The law went into effect peacefully, and some 650,000 guns were destroyed after the buyback. Experts credit Howard’s personal leadership for the NFA’s swift passage and implementation, arguing that a conservative politician championing the issue played a decisive role in getting both policymakers and ordinary Australians on board.

“Had Howard followed the example of previous political leaders in their dealings with gun massacres, he could have dropped the matter into the abyss of the parliamentary committee process,” Simon Chapman, a professor emeritus at the University of Sydney, writes in his book Over Our Dead Bodies. “Howard’s position and his determination to see it fulfilled became one of the most enduring and important political narratives in the months after Port Arthur.”

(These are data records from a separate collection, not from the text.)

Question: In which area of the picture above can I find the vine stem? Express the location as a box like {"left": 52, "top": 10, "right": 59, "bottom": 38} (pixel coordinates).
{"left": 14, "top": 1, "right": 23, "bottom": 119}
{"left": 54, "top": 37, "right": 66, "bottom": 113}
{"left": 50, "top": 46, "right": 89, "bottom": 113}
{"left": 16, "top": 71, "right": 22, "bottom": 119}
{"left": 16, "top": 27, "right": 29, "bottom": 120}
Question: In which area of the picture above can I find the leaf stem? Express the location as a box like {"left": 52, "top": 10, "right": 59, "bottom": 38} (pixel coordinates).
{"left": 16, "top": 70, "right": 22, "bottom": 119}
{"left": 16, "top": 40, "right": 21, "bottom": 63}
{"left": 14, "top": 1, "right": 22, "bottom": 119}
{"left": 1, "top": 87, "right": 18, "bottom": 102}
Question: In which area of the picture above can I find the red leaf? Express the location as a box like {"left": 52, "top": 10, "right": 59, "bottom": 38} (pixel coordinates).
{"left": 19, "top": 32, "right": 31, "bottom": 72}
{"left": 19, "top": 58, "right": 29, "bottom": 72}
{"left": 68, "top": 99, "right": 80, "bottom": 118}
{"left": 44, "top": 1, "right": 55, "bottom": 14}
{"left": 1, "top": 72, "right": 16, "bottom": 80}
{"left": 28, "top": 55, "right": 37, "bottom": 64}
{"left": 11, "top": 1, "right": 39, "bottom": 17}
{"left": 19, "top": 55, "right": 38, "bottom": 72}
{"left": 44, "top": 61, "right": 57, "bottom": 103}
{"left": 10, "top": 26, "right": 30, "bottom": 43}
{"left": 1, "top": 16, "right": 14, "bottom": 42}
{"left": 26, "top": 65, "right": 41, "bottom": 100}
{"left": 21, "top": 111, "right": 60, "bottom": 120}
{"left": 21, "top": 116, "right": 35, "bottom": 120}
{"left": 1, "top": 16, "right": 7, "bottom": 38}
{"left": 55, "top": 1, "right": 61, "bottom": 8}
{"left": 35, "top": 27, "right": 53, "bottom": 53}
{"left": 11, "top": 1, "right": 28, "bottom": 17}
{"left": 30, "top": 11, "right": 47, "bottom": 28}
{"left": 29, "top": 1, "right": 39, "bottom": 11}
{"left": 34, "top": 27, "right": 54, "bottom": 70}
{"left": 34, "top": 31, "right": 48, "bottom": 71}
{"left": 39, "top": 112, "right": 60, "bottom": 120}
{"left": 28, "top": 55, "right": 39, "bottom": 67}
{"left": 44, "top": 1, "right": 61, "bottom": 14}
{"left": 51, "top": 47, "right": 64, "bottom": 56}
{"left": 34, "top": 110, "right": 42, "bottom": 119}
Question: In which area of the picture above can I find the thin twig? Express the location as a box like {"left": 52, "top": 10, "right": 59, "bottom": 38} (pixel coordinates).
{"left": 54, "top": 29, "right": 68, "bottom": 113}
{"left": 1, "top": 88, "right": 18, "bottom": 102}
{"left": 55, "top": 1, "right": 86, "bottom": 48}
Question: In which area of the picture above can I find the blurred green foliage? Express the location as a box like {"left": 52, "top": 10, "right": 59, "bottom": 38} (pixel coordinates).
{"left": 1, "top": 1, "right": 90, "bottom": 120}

What’s more, there’s every reason to believe the law was a success. Per capita gun ownership in Australia is down by 23 percent from its pre-Port Arthur peak. Many different studies have found evidence that the law reduced Australia’s homicide and suicide rates. And since the law’s passage, there has not been a single mass shooting in Australia.

In recent interviews, John Howard has described this as one of his administration’s greatest accomplishments.

“I am very proud of it,” he said in a 2016 interview with the Sydney Morning Herald. “I thought if ever we were going to do something dramatic and lasting to change Australia’s gun laws to prevent the emergence of a more alien gun culture in our country, this was the time to do it.”

In that same interview, Howard was asked to give some advice to then-candidates Trump and Hillary Clinton. “I would just point out that we are a safer country, and I would say I understand what a terrible burden gun deaths are,” Howard said.

Candidate Trump is now President Trump. And in the wake of a shooting that has rocked America — where children were gunned down in cold blood — he appears to be either incapable of or unwilling to exercise the sort of leadership that Howard once did.